The wind farm would provide strong savings whenever a peak demand coincides with a peak production.
Do you think we need to completely deprive the electricity production of wind, even if this mean paying more for each kWh? Is this a good way to reduce our dependence on countries moderately friendly to us?
Answer 1: This is partially true. First, the overall ecological balance of the wind industry is far from neutral (manufacturing, transport ...) and it's even worse for photovoltaics. Getting moral lessons from the Chinese is breathtaking. We can not say that wind is cheap electricity while it's the subsidy that does it and while the costs are 4-5 times more expensive!
Talking about independence while we have no industrial tradition in the field, we import all equipment, there is virtually no job created is also exaggerated.
And if we have to just hope that a peak need takes place at the same time that a production peak, then we're screwed if I dare say. Besides it is in times of high heat and extreme cold that we get the most consummation, precisely the times when there is no wind or too much ...
30% productivity on average, and nothing more!
Why? Because this is not storable, it is still less profitable than face capacity etc etc...
It is the citizen's dependency we have to think about, with productions that are actually local.
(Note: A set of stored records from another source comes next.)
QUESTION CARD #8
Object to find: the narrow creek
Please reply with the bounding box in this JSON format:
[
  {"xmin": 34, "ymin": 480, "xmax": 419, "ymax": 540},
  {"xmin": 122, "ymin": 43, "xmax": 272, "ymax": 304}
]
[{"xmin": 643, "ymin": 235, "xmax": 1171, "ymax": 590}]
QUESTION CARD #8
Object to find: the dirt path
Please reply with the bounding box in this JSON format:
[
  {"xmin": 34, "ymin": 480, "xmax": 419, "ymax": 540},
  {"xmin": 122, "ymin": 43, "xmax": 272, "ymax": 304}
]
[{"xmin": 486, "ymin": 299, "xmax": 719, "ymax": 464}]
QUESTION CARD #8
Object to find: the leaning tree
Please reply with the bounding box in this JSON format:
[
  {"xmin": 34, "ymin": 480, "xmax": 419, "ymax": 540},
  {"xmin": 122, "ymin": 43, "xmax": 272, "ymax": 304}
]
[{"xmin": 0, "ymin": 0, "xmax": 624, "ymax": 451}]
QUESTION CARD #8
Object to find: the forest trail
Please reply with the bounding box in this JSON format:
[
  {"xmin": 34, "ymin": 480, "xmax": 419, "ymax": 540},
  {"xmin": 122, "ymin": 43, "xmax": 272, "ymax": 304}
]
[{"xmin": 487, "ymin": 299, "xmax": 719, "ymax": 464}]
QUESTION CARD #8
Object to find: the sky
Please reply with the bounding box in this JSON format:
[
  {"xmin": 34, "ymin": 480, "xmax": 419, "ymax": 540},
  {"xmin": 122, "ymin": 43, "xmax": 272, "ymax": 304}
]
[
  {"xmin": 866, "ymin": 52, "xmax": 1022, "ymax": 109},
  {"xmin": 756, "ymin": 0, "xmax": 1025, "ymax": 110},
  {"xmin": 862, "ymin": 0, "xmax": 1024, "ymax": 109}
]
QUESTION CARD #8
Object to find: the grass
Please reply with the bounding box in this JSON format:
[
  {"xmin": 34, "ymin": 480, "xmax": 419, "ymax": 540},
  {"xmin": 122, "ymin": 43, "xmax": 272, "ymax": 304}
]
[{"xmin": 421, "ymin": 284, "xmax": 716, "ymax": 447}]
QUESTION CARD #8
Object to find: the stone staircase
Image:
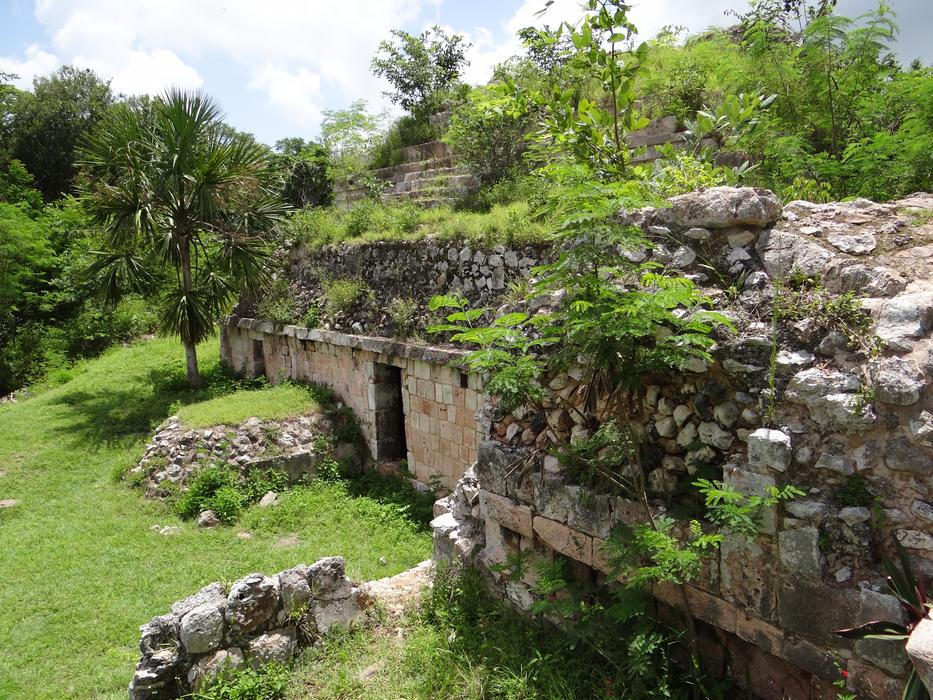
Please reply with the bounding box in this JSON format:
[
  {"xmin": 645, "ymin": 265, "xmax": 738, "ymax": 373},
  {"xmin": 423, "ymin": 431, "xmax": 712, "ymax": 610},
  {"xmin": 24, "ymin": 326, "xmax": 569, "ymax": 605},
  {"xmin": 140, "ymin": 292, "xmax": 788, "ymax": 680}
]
[{"xmin": 333, "ymin": 140, "xmax": 480, "ymax": 209}]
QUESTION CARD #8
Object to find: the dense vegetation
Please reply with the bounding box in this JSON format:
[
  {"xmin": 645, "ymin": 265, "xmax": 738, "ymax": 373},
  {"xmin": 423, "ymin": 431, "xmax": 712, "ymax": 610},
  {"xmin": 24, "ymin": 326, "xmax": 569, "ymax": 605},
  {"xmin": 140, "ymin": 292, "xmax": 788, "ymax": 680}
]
[{"xmin": 1, "ymin": 0, "xmax": 929, "ymax": 395}]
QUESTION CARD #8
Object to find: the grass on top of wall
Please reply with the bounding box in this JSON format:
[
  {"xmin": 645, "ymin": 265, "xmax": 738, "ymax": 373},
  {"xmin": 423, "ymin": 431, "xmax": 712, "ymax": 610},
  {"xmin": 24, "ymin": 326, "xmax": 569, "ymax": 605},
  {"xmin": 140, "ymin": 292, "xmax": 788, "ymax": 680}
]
[
  {"xmin": 285, "ymin": 200, "xmax": 551, "ymax": 252},
  {"xmin": 0, "ymin": 336, "xmax": 431, "ymax": 700},
  {"xmin": 175, "ymin": 383, "xmax": 322, "ymax": 427}
]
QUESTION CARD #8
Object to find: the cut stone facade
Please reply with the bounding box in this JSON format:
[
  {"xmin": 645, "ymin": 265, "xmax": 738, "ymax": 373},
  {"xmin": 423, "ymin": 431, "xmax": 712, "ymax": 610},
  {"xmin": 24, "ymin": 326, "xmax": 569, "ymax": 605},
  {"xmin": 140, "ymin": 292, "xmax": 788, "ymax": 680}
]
[{"xmin": 220, "ymin": 320, "xmax": 486, "ymax": 489}]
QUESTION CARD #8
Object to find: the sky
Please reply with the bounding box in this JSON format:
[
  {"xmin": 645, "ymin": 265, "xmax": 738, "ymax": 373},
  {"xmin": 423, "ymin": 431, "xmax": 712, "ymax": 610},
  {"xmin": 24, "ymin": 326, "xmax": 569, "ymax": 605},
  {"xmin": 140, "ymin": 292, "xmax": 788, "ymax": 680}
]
[{"xmin": 1, "ymin": 0, "xmax": 930, "ymax": 147}]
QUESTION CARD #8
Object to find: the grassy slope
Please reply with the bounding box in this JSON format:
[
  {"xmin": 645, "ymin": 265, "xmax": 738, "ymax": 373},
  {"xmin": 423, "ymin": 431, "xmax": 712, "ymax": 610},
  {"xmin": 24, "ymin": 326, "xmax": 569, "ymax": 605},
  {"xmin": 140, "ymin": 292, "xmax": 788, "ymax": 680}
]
[
  {"xmin": 0, "ymin": 337, "xmax": 430, "ymax": 699},
  {"xmin": 175, "ymin": 384, "xmax": 321, "ymax": 427}
]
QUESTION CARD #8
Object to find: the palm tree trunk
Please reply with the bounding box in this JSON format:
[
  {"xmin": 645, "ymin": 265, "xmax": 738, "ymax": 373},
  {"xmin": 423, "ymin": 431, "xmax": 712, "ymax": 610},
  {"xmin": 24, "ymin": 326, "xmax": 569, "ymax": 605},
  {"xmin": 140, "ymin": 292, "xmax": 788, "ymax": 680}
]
[
  {"xmin": 184, "ymin": 340, "xmax": 200, "ymax": 387},
  {"xmin": 179, "ymin": 236, "xmax": 202, "ymax": 387}
]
The Wind power industry doesn't bring independence, not least because it requires fossil and nuclear energy to balance supply. etc. etc.
Question 2:
I read your response at time of 3:24 p.m [in the Le Monde article]., which suggests to me another question.
What impact should we expect if 10,000 turbines are located in France?
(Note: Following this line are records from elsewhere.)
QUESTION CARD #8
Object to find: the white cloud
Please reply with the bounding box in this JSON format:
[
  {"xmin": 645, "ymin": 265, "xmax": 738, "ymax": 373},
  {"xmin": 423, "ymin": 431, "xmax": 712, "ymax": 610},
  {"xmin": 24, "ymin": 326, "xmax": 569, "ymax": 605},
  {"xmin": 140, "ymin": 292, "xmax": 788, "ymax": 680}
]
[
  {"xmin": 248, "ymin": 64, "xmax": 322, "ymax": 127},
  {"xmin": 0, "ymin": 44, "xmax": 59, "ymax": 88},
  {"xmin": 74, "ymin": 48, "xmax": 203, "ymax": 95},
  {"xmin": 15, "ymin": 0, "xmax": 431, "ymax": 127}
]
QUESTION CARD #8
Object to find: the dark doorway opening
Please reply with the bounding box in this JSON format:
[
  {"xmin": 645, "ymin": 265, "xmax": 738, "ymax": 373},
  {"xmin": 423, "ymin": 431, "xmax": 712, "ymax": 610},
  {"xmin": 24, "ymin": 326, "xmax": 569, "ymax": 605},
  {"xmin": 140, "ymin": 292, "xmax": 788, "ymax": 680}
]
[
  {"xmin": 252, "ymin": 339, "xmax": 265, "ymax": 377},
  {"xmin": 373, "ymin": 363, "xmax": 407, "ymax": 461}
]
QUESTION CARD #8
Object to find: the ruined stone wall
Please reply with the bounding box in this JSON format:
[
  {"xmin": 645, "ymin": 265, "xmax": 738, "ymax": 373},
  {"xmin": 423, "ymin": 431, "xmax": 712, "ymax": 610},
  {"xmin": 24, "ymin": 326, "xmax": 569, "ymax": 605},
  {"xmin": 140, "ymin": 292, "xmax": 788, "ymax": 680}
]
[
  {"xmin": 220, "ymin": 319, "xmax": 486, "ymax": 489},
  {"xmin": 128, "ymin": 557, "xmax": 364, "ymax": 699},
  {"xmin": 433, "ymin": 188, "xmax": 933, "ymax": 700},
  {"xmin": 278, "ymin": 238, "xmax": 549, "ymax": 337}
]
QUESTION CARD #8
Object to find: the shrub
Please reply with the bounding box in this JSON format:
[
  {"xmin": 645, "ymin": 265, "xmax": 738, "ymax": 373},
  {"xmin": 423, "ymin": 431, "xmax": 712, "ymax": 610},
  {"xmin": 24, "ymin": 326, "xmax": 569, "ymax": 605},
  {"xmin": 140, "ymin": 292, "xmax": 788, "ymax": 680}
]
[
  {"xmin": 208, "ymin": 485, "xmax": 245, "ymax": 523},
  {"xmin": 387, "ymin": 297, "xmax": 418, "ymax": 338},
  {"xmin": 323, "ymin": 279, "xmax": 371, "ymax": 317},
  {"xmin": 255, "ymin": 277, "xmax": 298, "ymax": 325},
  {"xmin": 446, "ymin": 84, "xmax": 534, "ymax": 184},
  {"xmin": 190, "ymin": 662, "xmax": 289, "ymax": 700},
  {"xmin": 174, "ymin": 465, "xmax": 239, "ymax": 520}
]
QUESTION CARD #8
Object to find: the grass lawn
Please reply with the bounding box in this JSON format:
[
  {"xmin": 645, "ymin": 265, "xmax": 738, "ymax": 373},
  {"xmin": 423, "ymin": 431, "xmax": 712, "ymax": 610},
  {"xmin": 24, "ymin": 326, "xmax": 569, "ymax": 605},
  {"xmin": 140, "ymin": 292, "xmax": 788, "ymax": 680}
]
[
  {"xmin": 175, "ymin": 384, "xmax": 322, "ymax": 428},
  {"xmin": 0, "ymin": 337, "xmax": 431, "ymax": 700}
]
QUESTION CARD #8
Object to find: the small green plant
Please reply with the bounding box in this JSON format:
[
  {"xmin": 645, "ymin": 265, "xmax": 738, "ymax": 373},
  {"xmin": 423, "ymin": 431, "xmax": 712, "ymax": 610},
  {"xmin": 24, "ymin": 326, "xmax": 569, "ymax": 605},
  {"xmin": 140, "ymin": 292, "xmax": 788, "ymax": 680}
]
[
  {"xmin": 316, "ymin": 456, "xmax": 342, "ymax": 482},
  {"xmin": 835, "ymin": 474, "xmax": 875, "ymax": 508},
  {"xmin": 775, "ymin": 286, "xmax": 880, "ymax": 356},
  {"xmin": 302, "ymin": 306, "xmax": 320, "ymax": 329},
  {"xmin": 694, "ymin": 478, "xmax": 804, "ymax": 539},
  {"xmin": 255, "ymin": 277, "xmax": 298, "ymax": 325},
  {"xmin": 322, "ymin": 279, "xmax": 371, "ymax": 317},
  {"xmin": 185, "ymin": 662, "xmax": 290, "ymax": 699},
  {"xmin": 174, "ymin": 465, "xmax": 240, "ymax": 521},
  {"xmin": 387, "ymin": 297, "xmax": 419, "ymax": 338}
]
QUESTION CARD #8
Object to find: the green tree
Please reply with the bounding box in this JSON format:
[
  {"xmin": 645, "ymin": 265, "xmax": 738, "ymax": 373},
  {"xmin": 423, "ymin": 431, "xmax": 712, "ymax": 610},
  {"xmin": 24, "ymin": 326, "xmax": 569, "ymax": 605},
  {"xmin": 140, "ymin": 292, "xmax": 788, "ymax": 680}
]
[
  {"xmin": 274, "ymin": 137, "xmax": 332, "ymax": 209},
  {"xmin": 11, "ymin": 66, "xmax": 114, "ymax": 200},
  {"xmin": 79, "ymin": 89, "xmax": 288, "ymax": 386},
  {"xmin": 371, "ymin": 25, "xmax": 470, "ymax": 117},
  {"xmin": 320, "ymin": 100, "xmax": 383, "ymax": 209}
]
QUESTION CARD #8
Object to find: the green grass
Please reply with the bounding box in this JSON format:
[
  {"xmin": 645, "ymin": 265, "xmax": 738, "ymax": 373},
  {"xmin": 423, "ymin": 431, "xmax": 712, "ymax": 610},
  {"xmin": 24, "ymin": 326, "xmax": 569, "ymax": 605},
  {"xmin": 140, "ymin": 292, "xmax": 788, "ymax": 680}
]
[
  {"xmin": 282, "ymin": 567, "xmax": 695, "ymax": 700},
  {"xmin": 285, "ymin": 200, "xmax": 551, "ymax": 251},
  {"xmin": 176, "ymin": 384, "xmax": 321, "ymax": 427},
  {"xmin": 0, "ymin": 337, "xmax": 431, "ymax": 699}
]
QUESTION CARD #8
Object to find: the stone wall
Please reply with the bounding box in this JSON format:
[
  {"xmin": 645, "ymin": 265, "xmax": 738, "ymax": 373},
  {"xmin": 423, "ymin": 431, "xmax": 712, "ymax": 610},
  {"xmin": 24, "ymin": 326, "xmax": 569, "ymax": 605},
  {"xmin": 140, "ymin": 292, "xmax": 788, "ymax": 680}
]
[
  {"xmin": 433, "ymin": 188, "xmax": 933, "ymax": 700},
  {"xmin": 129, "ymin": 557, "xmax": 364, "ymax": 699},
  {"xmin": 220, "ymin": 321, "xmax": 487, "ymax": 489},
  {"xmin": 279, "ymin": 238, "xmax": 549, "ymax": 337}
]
How would these impacts be different from what may be observed in Spain or Denmark? Given the level of equipment in these two countries, Is not possible already to make an assessment of these impacts?
Answer 2:
10000 wind mills = wind mills visibility over much of the country, a trivialization of landscapes, a feeling of movement (loss of quietness), a nocturnal light unseen before (end of the starry skies of the Massif Central), the multiplication of EHV lines, 1000 tons of concrete per mast x 10,000 = 10 million tons (!) with two thirds being buried; which will never get removed, multiplied effects on avifauna (birds) and Chiroptera (bats) not yet estimated, etc. etc.
[NdA: trivialization of landscapes is a notion this person has developed elsewhere which means giving a price to different landscape views (as in a painting) and a cost to uniformity]
Question 3:
Economically, some territories have been facing thirty years of high human desertification (the Auvergne region dear to me, is one).
To what extent can we offer something to those who are tempted by the wind as a means of reviving a little their territory?
Would you say that acceptance of wind turbines is simply a matter of economic allocation of costs / benefits? (Cost visual distance, profit related to land only)
Answer 3:
I was director of a regional park, so rural development officer. The only two resources of our countryside territories are agriculture and tourism. The two are closely related. We are compromising their future in exchange for a business tax of uncertain future [NdA: Sarkozy has vowed to suppress this tax]. I know of a lot of villages that benefit from this tax and have died out nevertheless: villages without farmers, without social life, but with lit bowling, wave swimming pools, and secondary homes.
Who is taking care of the natural space? Nobody.
If the tax was the local development, people would know it. Once again the wind industry brings zero local jobs.